The inspect.reserved()/scheduled()
you mention may work, but not
always accurate since it only take into account the tasks
that the workers have prefetched.
Celery does not allow out of band operations on the queue, like removing messages
from the queue, or reordering them, because it will not scale in a distributed system.
The messages may not have reached the queue yet, which can result
in race conditions and in practice it is not a sequential queue with transactional
operations, but a stream of messages originating from several locations.
That is, the Celery API is based around strict message passing semantics.
It is possible to access the queue directly on some of the brokers
Celery supports (like Redis or Database), but that is not part of the public API,
and you are discouraged from doing so, but of course if you are not planning on
supporting operations at scale you should do whatever is the most convenient for you
and discard my advice.
If this is just to give the user some idea when his job will be completed, then
I'm sure you could come up with an algorithm to predict when the task will be executed,
if you just had the length of the queue and the time at which each task was inserted.

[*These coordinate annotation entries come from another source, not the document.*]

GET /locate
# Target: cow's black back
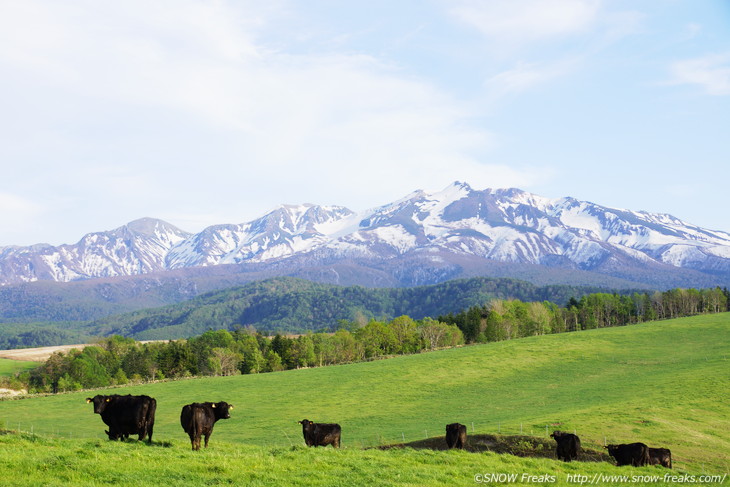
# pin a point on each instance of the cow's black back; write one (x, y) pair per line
(635, 454)
(455, 435)
(126, 415)
(321, 434)
(198, 419)
(568, 445)
(660, 456)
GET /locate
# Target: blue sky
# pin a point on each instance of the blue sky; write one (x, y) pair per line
(205, 112)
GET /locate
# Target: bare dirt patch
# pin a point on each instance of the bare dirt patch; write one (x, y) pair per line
(39, 354)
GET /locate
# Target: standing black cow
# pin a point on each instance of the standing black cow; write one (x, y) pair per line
(321, 434)
(568, 445)
(456, 435)
(126, 415)
(660, 456)
(198, 419)
(635, 454)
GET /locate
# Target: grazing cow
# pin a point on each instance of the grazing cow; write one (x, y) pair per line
(456, 435)
(126, 415)
(198, 419)
(568, 445)
(660, 456)
(635, 454)
(321, 434)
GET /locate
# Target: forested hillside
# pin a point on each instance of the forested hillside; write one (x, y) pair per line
(294, 305)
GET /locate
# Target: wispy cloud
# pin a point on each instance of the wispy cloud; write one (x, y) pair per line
(710, 72)
(520, 22)
(140, 98)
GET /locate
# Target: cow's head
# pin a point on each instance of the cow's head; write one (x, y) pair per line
(221, 409)
(100, 403)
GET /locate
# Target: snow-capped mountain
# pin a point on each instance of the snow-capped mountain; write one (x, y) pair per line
(422, 238)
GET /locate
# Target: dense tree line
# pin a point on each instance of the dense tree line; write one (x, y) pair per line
(118, 360)
(507, 319)
(290, 305)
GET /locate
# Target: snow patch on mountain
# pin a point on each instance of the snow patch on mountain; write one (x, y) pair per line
(506, 225)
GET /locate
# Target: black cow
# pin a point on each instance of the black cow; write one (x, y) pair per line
(198, 419)
(568, 445)
(126, 415)
(660, 456)
(456, 435)
(321, 434)
(635, 454)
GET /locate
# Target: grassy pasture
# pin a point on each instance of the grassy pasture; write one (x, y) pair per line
(10, 367)
(664, 383)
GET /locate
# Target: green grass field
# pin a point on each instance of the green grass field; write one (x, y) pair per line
(664, 383)
(10, 367)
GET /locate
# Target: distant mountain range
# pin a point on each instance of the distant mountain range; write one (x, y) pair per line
(423, 238)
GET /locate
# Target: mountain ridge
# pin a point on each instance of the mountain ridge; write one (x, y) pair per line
(422, 238)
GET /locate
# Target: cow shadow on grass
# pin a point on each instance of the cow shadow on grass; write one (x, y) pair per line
(518, 445)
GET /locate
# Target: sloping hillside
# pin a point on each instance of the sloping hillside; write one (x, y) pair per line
(663, 383)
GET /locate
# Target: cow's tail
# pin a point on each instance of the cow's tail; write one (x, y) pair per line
(150, 419)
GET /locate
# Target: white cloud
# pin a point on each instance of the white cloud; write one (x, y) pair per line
(17, 214)
(179, 109)
(519, 22)
(525, 76)
(710, 72)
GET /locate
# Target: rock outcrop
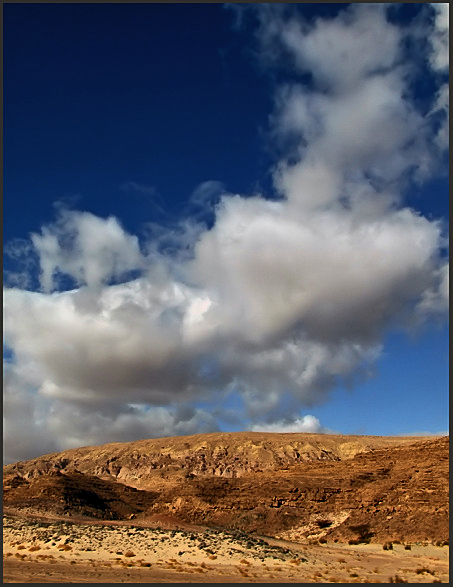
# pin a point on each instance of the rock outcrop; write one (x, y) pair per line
(161, 463)
(296, 487)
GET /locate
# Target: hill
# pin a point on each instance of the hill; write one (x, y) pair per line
(293, 486)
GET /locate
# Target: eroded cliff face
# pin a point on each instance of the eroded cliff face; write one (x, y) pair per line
(393, 493)
(160, 463)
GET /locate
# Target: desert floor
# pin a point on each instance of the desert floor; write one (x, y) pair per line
(54, 551)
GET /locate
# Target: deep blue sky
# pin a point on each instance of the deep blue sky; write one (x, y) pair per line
(98, 97)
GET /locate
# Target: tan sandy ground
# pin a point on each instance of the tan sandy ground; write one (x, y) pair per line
(58, 551)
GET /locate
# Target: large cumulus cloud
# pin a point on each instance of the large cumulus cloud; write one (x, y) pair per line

The first is just a redis.len("celery")
, and the latter you could
add yourself by listening to the task_sent
signal:
from celery.signals import task_sent
@task_sent.connect
def record_insertion_time(id, **kwargs):
redis.zadd("celery.insertion_times", id)
Using a sorted set here: http://redis.io/commands/zadd
For a pure message passing solution you could use a dedicated monitor
that consumes the Celery event stream and predicts when tasks will finish.
http://docs.celeryproject.org/en/latest/userguide/monitoring.html#event-reference
(just noticed that the task-sent is missing the timestamp field in
the documentation, but a timestamp is sent with that event so I will fix it).
The events also contain a "clock" field which is a logical clock
(see http://en.wikipedia.org/wiki/Lamport_timestamps),
this can be used to detect the order of events in a distributed
system without depending on the system time on each machine
to be in sync (which is ~impossible to achieve).